In an interview with Reuters on Saturday in Davos, Switzerland, Ms Arroyo said she expected the Philippine economy to grow about 6 percent this year, up from an expected rate of 5.5 percent in 2006 and 5.0 percent in 2005.



"This is the longest period of consistent growth that we've had for a long time in the Philippines. There's no boom and bust cycle," she said on the sidelines of the World Economic Forum.



"I hope the economy will grow and we'll have enough jobs at home so that our great Filipino workers will not have to go abroad to find a job. A job abroad should be a career option, not the only choice for a hard-working Filipino," she said.



ILO backs government vs legislated wage hike (www.philstar.com)


 The International Labor Organization (ILO) supports the Philippine government's position against a legislated wage increase. 

Determining the appropriate salary can best be resolved through tripartite wages and productivity boards or negotiations between workers and employers, said Linda Wirth, director of the ILO subregional office for Southeast Asia and the Pacific. 
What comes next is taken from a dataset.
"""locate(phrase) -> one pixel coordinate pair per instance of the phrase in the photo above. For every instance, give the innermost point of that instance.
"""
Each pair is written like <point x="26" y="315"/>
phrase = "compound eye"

"The ILO is for negotiated wage because it enables concerned parties to find a balance between the workers' need to be compensated and the employers' capability to pay," Wirth explained. 

She said a tripartite dialogue increases productivity of workers and economic growth unlike a legislated wage hike.

 

NAIA placed on high alert vs bird flu (Inquirer)



THE Manila International Airport Authority (Miaa) yesterday placed the Ninoy Aquino International Airport (Naia) terminals on heightened alert for possible bird flu cases following the resurgence of the deadly avian virus in Asia.



All passengers arriving at the Naia terminals will have to undergo thermal screening before they are allowed to enter the country, the Miaa said.



The Miaa, in coordination with the health department's Bureau of Quarantine, only used to screen passengers who came from countries with recorded cases of bird flu.



Three thermal cameras are now installed at the Naia 1 while the Naia Centennial Terminal has two for temperature screening.



In a statement, the Miaa said that its medical personnel on duty would make sure that all arriving passengers, including airline crew members, pass through the thermal camera scanner.



"Anyone who will reflect an unusually high body temperature as indicated by the thermal scanner will be checked by the medical staff-on-duty," the Miaa said.